What that might mean for ordinary British troops was evident in the
lawless badlands of Helmand last week. In the bazaar at Grishk, an
area of noted Taliban sympathy in the north of the province, British
Paras were patrolling the streets on Thursday. In early February,
close to the town, 200 Taliban fought Afghan forces who were backed
by British Harrier jets.
Violence against British forces has so far been limited to two
suicide bomb attacks on successive Fridays this month, targeting the
British base in Lashkargar. On Friday, the British squaddies guarding
the gate at the base did not appear unduly worried, although a
lance-corporal who declined to be named admitted: "Everyone's parents
are pretty worried."
But a greater concern appeared to be the extreme sunburn afflicting
various pale British soldiers and the possibility that the England
football team might acquire a Brazilian manager.
Many suicide bombings in Afghanistan have so far proved ineffective,
usually killing only the bomber. But the Taliban have shown an
increasing aptitude for another tactic imported from Iraq, the
roadside bomb. The only such attack on British forces injured three
soldiers, two of them seriously. A massive bomb in neighbouring
Kandahar last week obliterated a Canadian armoured vehicle, killing
all four occupants.
In the Grishk bazaar, the mood was a mixture of frustration and
hostility. "I am an enemy of the government and a friend of the
Taliban," said Mohammed Zahir, 48, a storekeeper. His views were
widely echoed. "This Karzai government is a disaster. Under the
Taliban we had good law and order; under this government all the
police are corrupt. Why should we trust foreigners when they are
working side by side with a corrupt government?"

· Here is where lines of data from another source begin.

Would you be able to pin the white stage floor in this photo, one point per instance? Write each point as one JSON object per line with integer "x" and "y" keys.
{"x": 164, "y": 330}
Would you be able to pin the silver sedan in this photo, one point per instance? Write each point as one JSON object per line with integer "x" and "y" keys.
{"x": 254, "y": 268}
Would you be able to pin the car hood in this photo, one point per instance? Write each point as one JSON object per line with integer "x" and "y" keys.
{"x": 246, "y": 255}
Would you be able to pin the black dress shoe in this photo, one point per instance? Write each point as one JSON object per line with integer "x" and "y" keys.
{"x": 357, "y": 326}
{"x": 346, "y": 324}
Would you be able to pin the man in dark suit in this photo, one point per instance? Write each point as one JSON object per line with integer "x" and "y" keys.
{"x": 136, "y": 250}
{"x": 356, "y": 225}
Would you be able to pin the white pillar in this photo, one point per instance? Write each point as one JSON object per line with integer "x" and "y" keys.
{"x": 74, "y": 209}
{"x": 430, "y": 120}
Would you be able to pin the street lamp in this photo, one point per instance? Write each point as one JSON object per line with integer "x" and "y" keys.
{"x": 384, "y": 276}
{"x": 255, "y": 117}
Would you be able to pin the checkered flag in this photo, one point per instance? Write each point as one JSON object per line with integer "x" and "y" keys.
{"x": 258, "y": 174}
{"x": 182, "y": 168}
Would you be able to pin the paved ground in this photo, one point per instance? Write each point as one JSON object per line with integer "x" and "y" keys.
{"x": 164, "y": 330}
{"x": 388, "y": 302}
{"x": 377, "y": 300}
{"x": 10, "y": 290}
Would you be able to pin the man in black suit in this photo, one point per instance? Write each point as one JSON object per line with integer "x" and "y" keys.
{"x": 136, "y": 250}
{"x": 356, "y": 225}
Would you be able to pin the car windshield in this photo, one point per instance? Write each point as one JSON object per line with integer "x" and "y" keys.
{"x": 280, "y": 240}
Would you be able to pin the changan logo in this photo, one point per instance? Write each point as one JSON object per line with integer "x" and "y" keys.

The "good law and order" of the Taliban included chopping off the
limbs of robbers and bulldozing walls on to homosexuals. But, four
years on, many people in Afghanistan's deep south have fond memories
of the Taliban's tough stance and relative lack of corruption.
Helmand has had little development, and the provincial government is
riddled with corruption and tribal nepotism and is heavily involved
in the drugs trade.
British and American pressure produced the removal of Sher Mohammed
Akhundzada, the old governor, last December. A powerful tribal
leader, he was "promoted" by President Karzai to a seat in the upper
house of the new Afghan parliament. No Western official will deny Mr
Akhundzada was deeply embroiled in the drug trade, and although his
replacement is seen as honest, nobody is prepared to say the same of
the old governor's brother, who remains deputy governor, or the
provincial police chief.
Helmand remains an area of grinding poverty where the only source of
wealth is opium production. The British deployment is an effort to
alleviate the poverty and rampant corruption of the province using a
huge civilian component from the Foreign Office and the Department
for International Development.
The opium harvest is now in full swing across Helmand, where swaying
poppy fields press right up to the main roads. One US official said
that with good weather and a minimum 50 per cent rise in the area
under cultivation, a record crop was expected. Eradication efforts by
the central government were, Western officials say, hampered by
bribery of the government eradication teams.
But General Richards has said: "Nato will not be involved in poppy
eradication, because we are deeply cautious that if we get it wrong
and create the wrong environment, we will tip otherwise perfectly
law-abiding and co-operative people into the opposition camp."
Whether such a clear distinction can be drawn between the war on
drugs and the war on the Taliban is debatable.
Poppy farmers across Helmand say the Taliban have cut a deal with the
drugs lords to reduce their operations until after the poppy harvest
ends, several weeks from now, so as not to disrupt opium collection
and transport by attracting government and foreign troops to the area.
The Taliban also have a financial interest: they tax all farmers one
kilogram of opium, and 4.5kg from those producing 45kg or more.
As the sun set over the 1,000-year-old ruins that dot the country
round Lashkargar, the Taliban broke off to pray, warning: "When the
opium harvest is finished, the jihad begins."